« Les possédés d’Illfurth » de Yann Verburgh en collaboration avec Lionel Lingelser – Mise en scène et interprétation : Lionel Lingelser – Jusqu’au 5 janvier 2023 au MAC de Bischwiller – Durée : 1h15
Alors que cette histoire ne pourrait être que celle de jeunes alsaciens du XIXème siècle en proie aux démons et dont seul l’exorcisme pourrait permettre de sortir de ce cauchemar, le comédien et metteur en scène, sous la plume de Yann Verburgh, offre en fait une folle épopée, celle du parcours initiatique de ce jeune Hélios, double du comédien Lionel Lingelser, qui va découvrir sa liberté et son total épanouissement grâce au théâtre. Lionel Lingelser s’est ainsi replongé au cœur de son enfance, faite de toutes ses blessures réelles ou imagées et fait voler en éclat son enfance pour nous faire mieux découvrir d’où il puise cette force et cet incommensurable envie d’espace et de scène.
Sans quasiment aucun accessoire si ce n’est un indéniable talent, Lionel Lingelser survole la scène. Que ce soit dans des scènes franchement drôles avec une mère possessive et aimante ou sur le dos d’un dragon tout droit sorti des enfers, il excelle dans tous les domaines. Chacun devient alors avec lui ce petit garçon fragile qui n’attend que le bon moment pour déplier ses ailes et prendre son envol. Nul doute que le spectacle pourrait durer trois heures tant l’écriture est dense, foisonnante et folle, mais Lionel Lingelser et Yann Verburgh ont su intelligemment couper et ne garder que ce qui semble maintenant essentiel.

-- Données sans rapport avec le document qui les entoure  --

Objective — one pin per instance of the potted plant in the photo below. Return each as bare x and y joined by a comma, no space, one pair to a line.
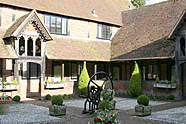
106,113
57,108
9,85
143,108
4,108
54,85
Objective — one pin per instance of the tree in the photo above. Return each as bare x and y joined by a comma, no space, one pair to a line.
138,3
83,80
135,82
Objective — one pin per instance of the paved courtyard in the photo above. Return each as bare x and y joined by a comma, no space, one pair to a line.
175,115
36,112
24,113
121,103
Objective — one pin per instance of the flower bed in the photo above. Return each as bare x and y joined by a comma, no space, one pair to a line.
8,86
55,85
165,85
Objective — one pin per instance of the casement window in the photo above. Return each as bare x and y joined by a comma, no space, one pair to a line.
104,32
31,70
74,70
38,47
126,71
102,67
30,47
56,24
116,73
182,47
57,71
21,45
34,70
151,72
1,69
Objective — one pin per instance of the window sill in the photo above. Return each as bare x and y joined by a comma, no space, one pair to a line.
9,87
165,85
56,86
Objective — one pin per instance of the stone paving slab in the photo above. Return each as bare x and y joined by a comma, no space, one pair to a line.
175,115
26,113
121,103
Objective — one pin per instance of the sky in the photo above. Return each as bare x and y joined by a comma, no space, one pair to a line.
148,2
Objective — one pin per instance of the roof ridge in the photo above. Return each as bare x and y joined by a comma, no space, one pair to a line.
148,6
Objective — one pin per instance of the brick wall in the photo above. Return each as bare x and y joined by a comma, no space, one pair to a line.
147,88
77,28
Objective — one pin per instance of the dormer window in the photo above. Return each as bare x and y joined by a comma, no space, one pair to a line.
104,32
182,46
56,24
21,45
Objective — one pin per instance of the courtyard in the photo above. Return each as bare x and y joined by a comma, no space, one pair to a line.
36,112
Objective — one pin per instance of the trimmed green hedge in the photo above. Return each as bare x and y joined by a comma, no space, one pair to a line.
143,100
83,81
16,98
135,82
57,100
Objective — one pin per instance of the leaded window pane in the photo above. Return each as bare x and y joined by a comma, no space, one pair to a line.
53,25
47,22
58,26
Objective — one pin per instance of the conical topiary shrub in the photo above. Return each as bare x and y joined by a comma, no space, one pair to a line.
83,81
135,82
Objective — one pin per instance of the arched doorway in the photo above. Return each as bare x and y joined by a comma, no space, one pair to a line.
31,79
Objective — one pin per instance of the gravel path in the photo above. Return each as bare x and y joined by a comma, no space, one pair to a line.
175,115
121,103
26,113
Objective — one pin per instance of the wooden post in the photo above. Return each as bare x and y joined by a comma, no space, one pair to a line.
62,70
95,70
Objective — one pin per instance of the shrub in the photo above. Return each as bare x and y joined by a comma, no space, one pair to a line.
48,97
173,79
5,97
15,82
171,97
135,82
16,98
63,80
105,105
57,100
143,100
83,80
108,94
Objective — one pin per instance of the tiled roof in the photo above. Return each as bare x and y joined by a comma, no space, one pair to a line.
15,25
72,49
6,51
145,31
108,11
20,23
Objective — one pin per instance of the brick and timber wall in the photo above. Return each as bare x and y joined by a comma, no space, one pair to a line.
148,88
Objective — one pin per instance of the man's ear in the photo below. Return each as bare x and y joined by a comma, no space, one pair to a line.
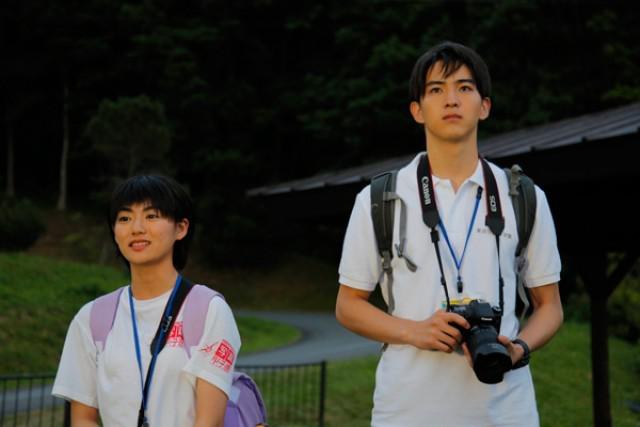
485,108
416,112
182,228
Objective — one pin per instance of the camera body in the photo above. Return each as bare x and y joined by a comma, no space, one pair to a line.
490,358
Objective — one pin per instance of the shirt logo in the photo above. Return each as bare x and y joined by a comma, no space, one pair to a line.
176,339
223,355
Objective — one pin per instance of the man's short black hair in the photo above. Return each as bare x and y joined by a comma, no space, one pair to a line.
453,56
165,195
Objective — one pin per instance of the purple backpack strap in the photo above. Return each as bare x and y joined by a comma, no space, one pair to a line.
102,316
194,314
245,407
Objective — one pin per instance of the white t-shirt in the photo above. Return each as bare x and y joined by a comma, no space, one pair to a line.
429,388
109,379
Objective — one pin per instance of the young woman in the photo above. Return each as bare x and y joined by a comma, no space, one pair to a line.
151,221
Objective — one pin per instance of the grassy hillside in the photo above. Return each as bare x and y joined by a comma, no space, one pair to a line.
39,296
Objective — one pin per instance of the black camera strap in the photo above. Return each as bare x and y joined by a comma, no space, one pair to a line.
430,216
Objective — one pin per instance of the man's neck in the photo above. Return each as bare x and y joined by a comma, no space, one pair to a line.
453,161
151,281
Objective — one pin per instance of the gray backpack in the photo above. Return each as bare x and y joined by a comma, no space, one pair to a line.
383,197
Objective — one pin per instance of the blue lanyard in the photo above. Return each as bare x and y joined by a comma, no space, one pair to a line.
163,330
464,250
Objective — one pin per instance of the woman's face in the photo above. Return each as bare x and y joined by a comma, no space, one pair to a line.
145,237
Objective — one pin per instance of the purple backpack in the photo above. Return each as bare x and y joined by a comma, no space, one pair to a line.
245,407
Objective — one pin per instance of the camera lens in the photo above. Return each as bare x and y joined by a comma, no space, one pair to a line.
490,358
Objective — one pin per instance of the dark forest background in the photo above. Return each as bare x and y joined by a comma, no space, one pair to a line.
228,96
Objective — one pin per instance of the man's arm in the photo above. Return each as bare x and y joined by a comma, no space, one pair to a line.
83,415
211,403
543,324
356,313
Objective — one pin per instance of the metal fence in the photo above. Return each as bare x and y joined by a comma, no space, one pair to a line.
294,396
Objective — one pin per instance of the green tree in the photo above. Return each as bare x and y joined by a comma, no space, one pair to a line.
131,134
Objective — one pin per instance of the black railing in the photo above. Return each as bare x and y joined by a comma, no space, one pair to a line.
293,394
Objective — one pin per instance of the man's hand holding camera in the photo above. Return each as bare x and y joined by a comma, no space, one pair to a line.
441,332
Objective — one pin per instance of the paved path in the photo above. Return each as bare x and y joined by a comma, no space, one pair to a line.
322,339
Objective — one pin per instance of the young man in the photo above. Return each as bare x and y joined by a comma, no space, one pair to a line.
423,379
151,220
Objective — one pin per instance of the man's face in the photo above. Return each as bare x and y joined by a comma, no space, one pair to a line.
450,107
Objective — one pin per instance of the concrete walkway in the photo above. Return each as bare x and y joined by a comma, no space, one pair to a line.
323,338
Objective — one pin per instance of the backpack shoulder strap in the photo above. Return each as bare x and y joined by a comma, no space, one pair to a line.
196,307
382,213
245,401
102,316
523,195
383,202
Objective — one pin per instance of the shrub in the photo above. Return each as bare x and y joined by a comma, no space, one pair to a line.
20,224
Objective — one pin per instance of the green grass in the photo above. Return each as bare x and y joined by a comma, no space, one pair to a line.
562,376
39,296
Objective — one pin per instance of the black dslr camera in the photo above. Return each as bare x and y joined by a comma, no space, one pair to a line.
490,358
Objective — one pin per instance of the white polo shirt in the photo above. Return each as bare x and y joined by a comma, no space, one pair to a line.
428,388
108,379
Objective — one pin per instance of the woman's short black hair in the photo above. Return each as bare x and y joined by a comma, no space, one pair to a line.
164,194
453,56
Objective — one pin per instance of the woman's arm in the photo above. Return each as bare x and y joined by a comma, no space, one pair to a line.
83,415
211,403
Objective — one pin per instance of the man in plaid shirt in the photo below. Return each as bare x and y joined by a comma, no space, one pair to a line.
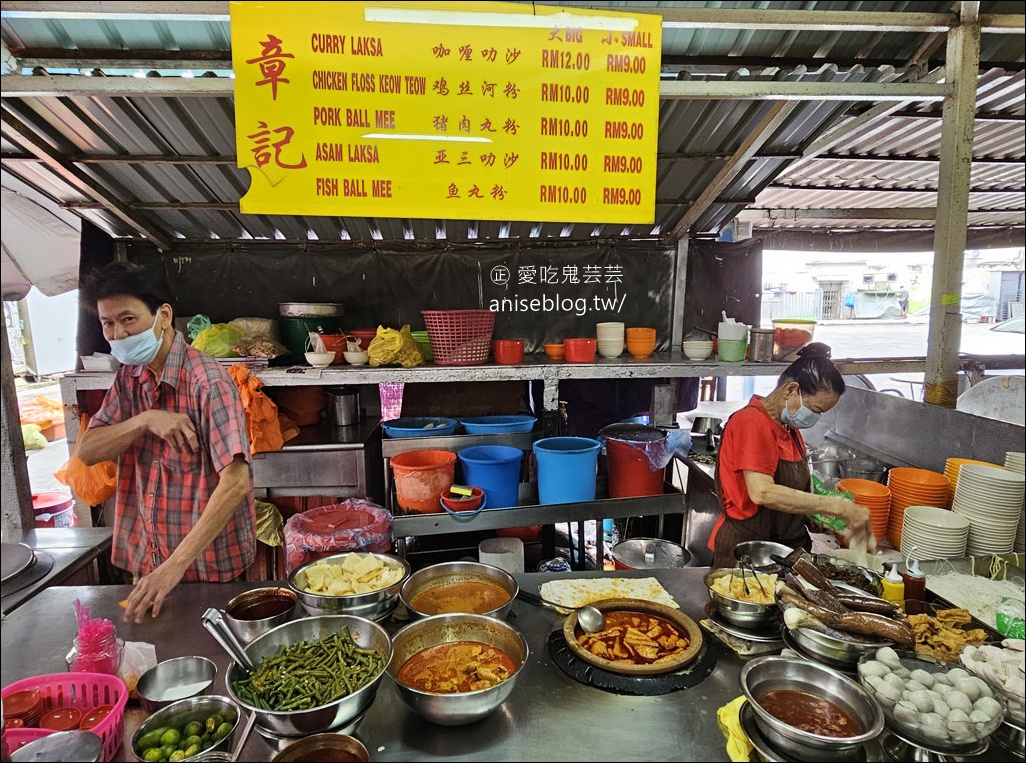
173,419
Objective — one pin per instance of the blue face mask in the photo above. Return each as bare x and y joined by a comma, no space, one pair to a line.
139,349
802,418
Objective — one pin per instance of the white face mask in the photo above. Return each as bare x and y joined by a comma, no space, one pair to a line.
139,349
801,418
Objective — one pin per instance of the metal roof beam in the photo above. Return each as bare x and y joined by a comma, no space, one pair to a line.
44,85
718,18
761,132
756,213
762,90
77,178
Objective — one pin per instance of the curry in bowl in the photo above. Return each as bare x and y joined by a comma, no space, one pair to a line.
459,587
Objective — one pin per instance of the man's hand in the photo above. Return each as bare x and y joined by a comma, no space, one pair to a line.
175,429
151,591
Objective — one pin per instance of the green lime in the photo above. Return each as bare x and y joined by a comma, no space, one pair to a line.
171,736
150,739
212,722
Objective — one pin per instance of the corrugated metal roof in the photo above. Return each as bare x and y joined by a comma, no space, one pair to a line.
885,165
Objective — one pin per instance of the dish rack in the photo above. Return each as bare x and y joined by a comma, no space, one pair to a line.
82,690
460,336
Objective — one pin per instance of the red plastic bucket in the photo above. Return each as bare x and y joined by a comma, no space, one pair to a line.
420,478
53,510
630,473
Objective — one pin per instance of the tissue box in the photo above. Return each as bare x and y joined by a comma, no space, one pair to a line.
100,362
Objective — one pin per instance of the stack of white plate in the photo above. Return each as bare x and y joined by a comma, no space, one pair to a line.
992,502
932,532
1015,460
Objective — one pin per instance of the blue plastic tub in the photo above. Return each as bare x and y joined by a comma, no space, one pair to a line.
566,469
420,427
495,469
498,424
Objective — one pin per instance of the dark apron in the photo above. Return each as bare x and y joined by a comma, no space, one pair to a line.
766,524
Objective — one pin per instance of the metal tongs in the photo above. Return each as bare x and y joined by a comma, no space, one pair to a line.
746,559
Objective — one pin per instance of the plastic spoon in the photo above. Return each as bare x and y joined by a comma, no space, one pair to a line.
590,618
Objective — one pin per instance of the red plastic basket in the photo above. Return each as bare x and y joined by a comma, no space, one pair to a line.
460,336
85,691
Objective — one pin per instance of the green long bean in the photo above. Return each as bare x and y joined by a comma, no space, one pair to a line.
309,674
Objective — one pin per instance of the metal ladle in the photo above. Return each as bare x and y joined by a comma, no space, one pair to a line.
213,621
590,618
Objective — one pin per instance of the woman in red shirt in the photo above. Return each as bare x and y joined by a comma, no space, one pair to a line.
762,477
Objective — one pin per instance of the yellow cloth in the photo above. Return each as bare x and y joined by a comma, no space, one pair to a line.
738,746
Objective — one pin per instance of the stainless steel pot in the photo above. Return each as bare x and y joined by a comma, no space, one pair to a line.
343,406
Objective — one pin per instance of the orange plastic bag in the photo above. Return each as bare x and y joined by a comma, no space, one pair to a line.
92,484
262,413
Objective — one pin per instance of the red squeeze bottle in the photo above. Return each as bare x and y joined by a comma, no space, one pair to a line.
915,581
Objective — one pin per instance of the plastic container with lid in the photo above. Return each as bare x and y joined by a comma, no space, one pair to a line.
914,579
894,587
789,335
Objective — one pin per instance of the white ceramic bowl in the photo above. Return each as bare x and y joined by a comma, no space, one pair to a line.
320,360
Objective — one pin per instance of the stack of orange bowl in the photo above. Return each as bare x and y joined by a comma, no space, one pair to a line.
910,486
951,467
874,496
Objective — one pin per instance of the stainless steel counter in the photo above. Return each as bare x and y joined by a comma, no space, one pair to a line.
549,716
69,551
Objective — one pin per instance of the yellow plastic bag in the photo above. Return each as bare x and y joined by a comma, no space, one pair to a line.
92,484
391,347
219,340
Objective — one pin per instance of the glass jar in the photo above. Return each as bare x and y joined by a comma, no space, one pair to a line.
96,654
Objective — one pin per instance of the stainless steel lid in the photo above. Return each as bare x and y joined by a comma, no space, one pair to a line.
62,746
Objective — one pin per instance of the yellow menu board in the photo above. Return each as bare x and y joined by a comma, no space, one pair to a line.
451,110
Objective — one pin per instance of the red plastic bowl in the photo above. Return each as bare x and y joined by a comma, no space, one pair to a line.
580,350
508,352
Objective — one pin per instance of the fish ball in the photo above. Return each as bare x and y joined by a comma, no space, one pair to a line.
956,673
989,706
926,679
978,716
922,700
933,727
911,686
873,668
895,680
888,694
905,712
889,656
956,699
969,687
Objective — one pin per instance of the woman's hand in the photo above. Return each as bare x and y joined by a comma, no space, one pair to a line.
857,518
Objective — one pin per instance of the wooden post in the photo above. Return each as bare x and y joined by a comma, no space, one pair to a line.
952,209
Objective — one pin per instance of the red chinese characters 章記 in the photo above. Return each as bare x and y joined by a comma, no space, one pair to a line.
272,64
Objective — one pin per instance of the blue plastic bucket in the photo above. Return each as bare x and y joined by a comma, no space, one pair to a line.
495,469
566,469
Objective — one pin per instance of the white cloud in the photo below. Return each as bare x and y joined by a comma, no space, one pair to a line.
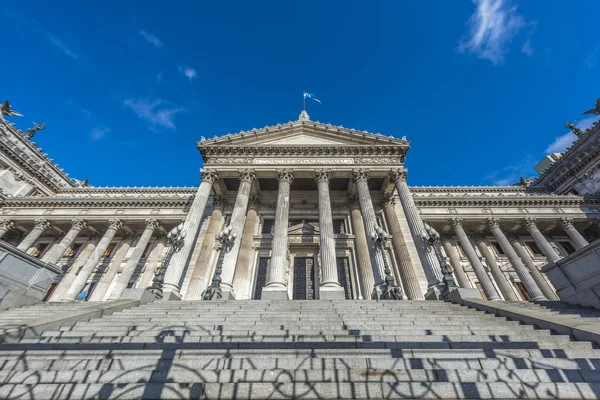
157,112
188,72
59,44
491,28
150,38
99,133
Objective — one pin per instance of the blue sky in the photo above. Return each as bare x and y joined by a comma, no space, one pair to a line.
480,88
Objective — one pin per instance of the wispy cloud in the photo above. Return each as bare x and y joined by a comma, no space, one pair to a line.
150,38
188,72
510,174
99,133
157,112
492,27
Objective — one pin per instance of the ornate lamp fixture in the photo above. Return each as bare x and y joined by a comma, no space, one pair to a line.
432,238
175,239
226,237
392,291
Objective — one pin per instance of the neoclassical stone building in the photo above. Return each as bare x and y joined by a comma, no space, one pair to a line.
303,201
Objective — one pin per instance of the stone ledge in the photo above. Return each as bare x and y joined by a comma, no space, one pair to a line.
564,326
36,326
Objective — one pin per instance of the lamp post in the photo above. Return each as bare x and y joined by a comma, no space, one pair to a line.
226,238
432,238
175,238
392,291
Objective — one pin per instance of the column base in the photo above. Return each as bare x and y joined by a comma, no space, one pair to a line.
332,293
276,293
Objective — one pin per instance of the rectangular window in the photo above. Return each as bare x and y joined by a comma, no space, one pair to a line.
567,247
109,250
521,290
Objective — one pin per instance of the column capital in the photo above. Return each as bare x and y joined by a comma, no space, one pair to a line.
398,175
151,223
78,224
492,222
41,224
285,175
115,224
360,175
456,222
209,175
7,224
530,222
566,222
322,175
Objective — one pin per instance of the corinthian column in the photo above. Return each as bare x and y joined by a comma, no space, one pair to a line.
237,225
497,273
330,287
410,282
198,280
520,269
535,272
191,226
459,272
361,246
138,251
578,241
85,272
242,278
40,225
480,272
5,226
428,258
540,239
276,287
77,225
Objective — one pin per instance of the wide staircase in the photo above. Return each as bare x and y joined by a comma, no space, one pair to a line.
298,349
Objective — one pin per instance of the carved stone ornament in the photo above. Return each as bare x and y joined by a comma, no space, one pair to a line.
41,224
247,175
530,222
322,175
115,224
285,175
151,223
209,175
78,224
360,175
398,175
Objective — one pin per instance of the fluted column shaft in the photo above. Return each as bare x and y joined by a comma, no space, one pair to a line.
201,269
237,225
83,275
410,282
480,272
540,240
370,223
153,261
71,274
278,267
191,226
535,272
520,269
111,270
367,282
579,241
77,225
5,226
136,255
242,277
40,226
431,264
499,276
459,272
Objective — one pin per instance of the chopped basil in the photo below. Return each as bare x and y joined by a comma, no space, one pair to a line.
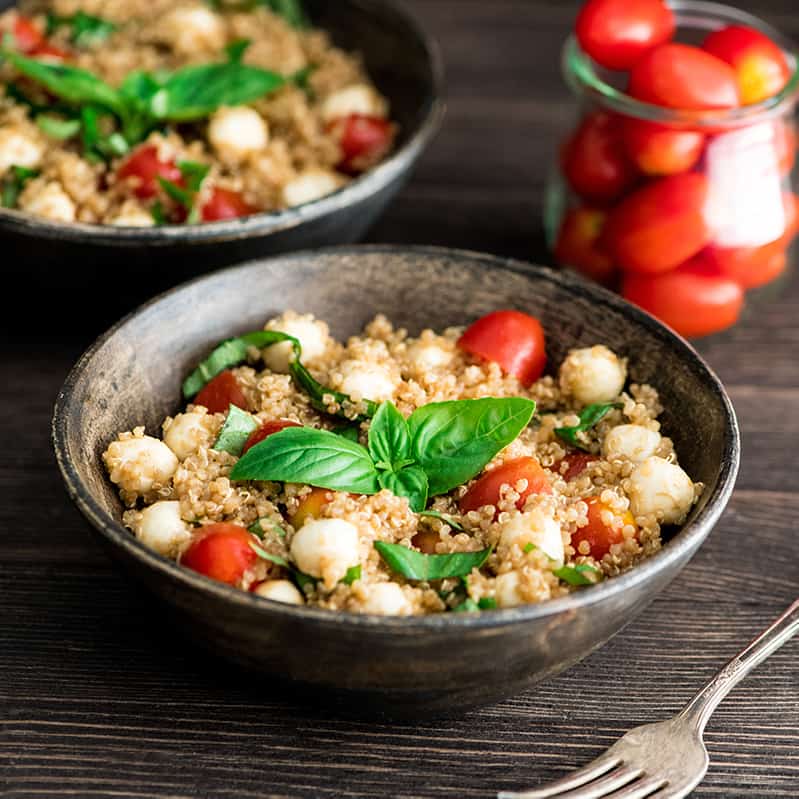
590,415
235,431
417,566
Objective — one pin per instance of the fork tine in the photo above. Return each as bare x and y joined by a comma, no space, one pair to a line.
596,768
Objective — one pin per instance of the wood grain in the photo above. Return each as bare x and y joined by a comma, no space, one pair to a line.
97,699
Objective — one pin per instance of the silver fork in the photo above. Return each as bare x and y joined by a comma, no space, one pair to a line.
666,760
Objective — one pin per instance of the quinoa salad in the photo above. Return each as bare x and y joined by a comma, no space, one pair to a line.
400,475
137,113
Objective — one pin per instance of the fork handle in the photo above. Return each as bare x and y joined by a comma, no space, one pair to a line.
701,707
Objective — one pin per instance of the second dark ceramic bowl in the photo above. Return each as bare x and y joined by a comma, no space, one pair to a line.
410,666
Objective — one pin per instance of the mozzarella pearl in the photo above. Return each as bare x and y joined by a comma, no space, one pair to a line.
280,591
161,528
661,489
386,599
593,374
236,132
630,441
326,549
140,464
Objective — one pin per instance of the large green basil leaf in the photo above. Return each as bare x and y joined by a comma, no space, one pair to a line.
416,566
453,441
310,456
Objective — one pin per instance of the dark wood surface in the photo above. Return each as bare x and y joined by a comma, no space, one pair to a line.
98,699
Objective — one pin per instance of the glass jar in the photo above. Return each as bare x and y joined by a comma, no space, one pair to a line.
701,196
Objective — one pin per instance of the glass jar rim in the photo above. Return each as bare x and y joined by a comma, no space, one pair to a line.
580,73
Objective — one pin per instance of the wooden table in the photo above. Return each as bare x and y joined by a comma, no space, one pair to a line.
97,699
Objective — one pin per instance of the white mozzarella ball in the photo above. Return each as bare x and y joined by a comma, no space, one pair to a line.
161,528
356,99
139,464
534,527
661,489
631,441
386,599
236,132
280,591
313,184
592,374
326,549
312,334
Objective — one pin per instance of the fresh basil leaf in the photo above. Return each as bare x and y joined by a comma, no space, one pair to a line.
453,441
314,457
417,566
575,575
589,416
235,431
410,482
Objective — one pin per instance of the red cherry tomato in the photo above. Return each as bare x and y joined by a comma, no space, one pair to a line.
266,430
363,141
594,162
578,244
222,552
760,66
682,76
600,534
657,150
220,393
225,204
512,339
660,225
144,167
616,33
695,299
486,490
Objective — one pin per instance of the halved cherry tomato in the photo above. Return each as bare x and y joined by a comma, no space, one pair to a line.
682,76
661,225
225,204
594,162
513,339
221,551
578,244
760,65
659,150
266,430
600,534
220,393
695,299
363,141
145,167
616,33
486,490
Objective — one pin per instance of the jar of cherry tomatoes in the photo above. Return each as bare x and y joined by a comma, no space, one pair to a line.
675,187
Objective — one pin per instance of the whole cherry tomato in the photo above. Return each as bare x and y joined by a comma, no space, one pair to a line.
594,162
682,76
221,551
578,244
220,393
225,204
760,66
513,339
265,430
616,33
695,299
658,150
660,225
486,490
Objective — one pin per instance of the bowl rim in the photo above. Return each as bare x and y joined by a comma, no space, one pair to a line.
684,543
268,222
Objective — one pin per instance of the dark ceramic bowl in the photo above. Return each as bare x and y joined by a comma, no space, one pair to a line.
409,666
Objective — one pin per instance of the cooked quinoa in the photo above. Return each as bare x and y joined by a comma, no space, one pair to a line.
588,511
292,120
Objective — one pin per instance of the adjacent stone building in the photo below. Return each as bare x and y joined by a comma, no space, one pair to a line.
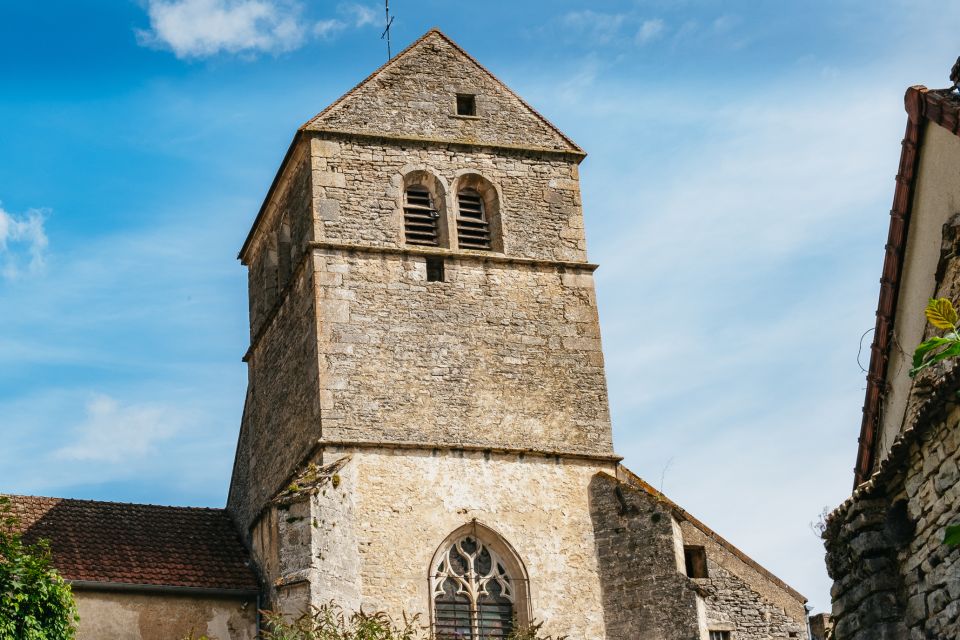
426,427
894,577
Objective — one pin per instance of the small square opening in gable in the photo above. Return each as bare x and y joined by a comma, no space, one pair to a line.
466,104
696,561
435,270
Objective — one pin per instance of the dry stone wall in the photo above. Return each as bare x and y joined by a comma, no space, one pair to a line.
268,271
738,596
893,575
369,538
281,420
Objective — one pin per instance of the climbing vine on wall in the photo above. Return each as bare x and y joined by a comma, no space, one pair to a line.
941,314
35,602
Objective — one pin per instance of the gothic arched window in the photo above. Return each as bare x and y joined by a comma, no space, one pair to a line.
478,590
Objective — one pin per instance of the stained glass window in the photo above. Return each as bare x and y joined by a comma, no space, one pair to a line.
473,593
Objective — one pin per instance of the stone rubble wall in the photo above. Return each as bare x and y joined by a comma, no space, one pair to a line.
152,616
371,540
893,575
731,600
736,593
645,594
281,420
291,202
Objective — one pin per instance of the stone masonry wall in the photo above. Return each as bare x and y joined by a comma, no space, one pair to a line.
358,193
266,275
729,599
415,96
738,596
377,531
498,355
645,594
893,575
163,616
282,414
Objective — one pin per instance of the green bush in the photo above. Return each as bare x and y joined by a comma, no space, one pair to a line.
35,602
329,622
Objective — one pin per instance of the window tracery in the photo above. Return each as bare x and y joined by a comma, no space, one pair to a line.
473,593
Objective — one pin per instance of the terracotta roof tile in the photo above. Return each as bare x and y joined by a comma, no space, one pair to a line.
140,544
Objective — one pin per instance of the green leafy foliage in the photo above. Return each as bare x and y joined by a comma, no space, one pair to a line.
329,622
952,535
941,314
35,602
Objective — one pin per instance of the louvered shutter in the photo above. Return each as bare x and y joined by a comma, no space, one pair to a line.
420,217
473,228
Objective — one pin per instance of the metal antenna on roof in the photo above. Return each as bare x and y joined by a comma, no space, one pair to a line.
386,31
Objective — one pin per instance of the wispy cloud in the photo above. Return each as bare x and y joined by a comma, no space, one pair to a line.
202,28
198,28
650,30
23,243
115,433
359,15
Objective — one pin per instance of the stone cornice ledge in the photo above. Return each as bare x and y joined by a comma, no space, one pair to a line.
518,451
474,256
366,136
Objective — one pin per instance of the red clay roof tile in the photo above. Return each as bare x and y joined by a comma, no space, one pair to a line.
136,543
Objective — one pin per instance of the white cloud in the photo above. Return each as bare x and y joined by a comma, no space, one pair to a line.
115,433
360,15
649,30
23,243
201,28
198,28
328,28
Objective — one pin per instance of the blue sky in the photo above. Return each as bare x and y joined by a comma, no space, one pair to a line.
742,157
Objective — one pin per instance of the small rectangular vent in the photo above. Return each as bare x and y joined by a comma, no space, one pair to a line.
435,270
473,230
420,218
466,104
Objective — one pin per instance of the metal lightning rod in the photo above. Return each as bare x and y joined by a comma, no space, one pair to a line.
386,31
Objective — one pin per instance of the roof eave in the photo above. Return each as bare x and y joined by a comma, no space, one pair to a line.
922,106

Tout le public semble avec lui au cœur de son épopée, il entraîne et fascine, trouble. Parfois sombre et la seconde d’après virevoltant, son rythme donne le la à un public au diapason. Un grand moment durant lequel on se sent à la fois seul face au comédien et terriblement ensemble avec tout le public plongé dans une aventure commune à laquelle on est fier de prendre part. Un spectacle à n’absolument pas louper pour un texte sensible et beau, une mise en scène qui ne l’est pas moins et un formidable comédien, grand passeur d’émotions.